So I just got my F and F#m barre chords to ring out nicely recently. I tried going up the neck towards the bridge using some different shapes. But as I went closer towards the bridge (around 10th fret) I found it much more difficult to rotate my index finger. On the lower frets I could rotate my index finger so that the more bony side contact the strings. But higher up on the neck, I found it almost impossible to rotate my index that way due to my left arm approaching the neck in a 90 degree angle. What am I doing wrong and how can I fix it?
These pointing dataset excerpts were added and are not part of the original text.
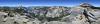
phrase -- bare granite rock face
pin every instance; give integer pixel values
(82, 14)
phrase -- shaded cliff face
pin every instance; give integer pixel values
(51, 15)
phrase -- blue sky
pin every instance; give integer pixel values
(47, 2)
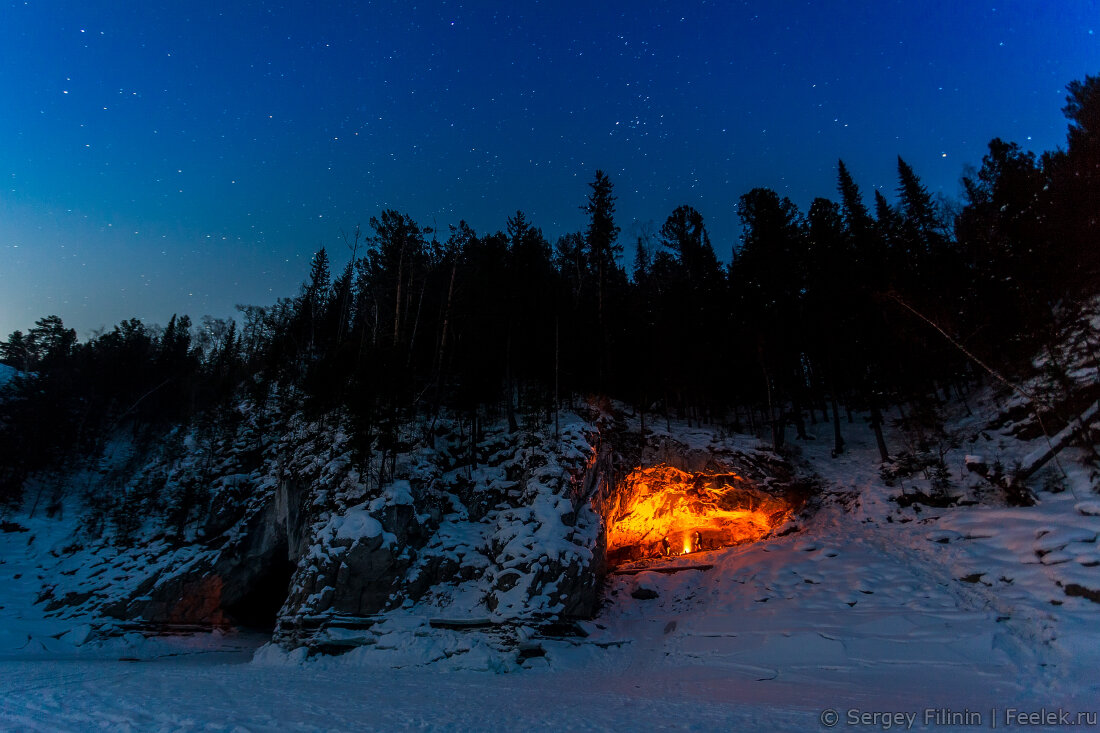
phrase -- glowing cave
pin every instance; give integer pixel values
(661, 511)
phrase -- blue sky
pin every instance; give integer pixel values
(184, 157)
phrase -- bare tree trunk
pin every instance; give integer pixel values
(557, 398)
(877, 426)
(416, 324)
(397, 302)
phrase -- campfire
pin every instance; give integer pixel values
(661, 511)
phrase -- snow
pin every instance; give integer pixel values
(353, 524)
(867, 606)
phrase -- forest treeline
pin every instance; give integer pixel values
(818, 312)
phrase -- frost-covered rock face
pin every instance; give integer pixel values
(282, 516)
(448, 542)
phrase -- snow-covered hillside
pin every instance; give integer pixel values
(869, 605)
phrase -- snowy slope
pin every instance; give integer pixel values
(868, 606)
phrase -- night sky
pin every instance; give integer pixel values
(187, 156)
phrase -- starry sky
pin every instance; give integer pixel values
(161, 157)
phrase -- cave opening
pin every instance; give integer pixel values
(264, 594)
(661, 511)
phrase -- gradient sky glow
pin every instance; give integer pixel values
(166, 157)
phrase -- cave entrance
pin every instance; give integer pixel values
(263, 594)
(661, 511)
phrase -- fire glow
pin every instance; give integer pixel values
(662, 511)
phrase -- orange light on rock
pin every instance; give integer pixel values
(661, 511)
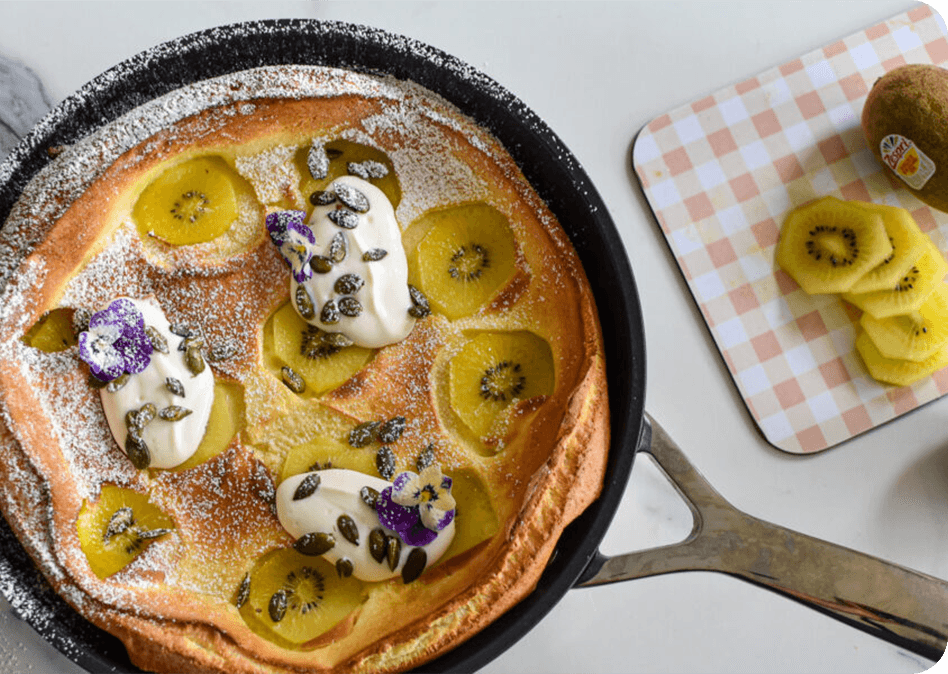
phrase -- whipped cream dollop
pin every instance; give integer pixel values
(337, 495)
(170, 443)
(374, 269)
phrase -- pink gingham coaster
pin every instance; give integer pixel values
(721, 174)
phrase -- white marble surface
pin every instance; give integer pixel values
(596, 72)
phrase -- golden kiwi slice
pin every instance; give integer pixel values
(311, 354)
(908, 244)
(53, 331)
(322, 453)
(320, 164)
(896, 371)
(909, 293)
(464, 259)
(295, 598)
(480, 521)
(188, 203)
(225, 421)
(916, 335)
(118, 527)
(829, 244)
(496, 370)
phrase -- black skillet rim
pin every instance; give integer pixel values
(544, 160)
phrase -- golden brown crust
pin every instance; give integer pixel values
(172, 607)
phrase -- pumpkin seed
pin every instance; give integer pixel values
(367, 169)
(136, 420)
(131, 421)
(338, 247)
(317, 161)
(222, 351)
(117, 383)
(182, 330)
(195, 341)
(322, 198)
(174, 413)
(96, 383)
(414, 565)
(385, 463)
(80, 320)
(146, 414)
(315, 544)
(158, 341)
(348, 284)
(350, 306)
(393, 551)
(344, 218)
(348, 528)
(392, 430)
(374, 254)
(337, 339)
(352, 198)
(362, 435)
(330, 313)
(175, 386)
(420, 307)
(344, 567)
(426, 458)
(119, 523)
(378, 544)
(137, 451)
(369, 496)
(277, 606)
(307, 487)
(293, 381)
(243, 591)
(153, 533)
(304, 303)
(194, 360)
(321, 264)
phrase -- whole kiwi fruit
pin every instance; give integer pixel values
(906, 112)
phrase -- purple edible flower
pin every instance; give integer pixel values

In my own instance, I find it unnecessary to barre chord clear up to the top of the neck for a couple of reasons. One reason is the angle of my arm as you have mentioned, but even more problematic for me is the closeness of the frets that high up the neck. There are some movable chord shapes that do not utilize the barre finger. Perhaps they could solve the problem when you can not rotate your first finger as you prefer to do, still allowing you to use those higher pitched chords. Another technique I have used when I'm forced to play up that high is to push the guitar forward (in the direction of the tuners) which will temporarily change the angle of my arm to the neck, more in line with when I'm playing further down the neck. For the most part the only playing I do that high up the neck is licks and riffs, not chording.
You could try to hold the guitar to the left side instead moving with your arm across your body.
It is not forbidden to practice the barre chord (234 borrowed from E major) till the end of the neck, as long you don't suffer. But the next step you will learn is the barre chord based on the pattern of A major and you will be able to transpose and reach the same chords quite easily.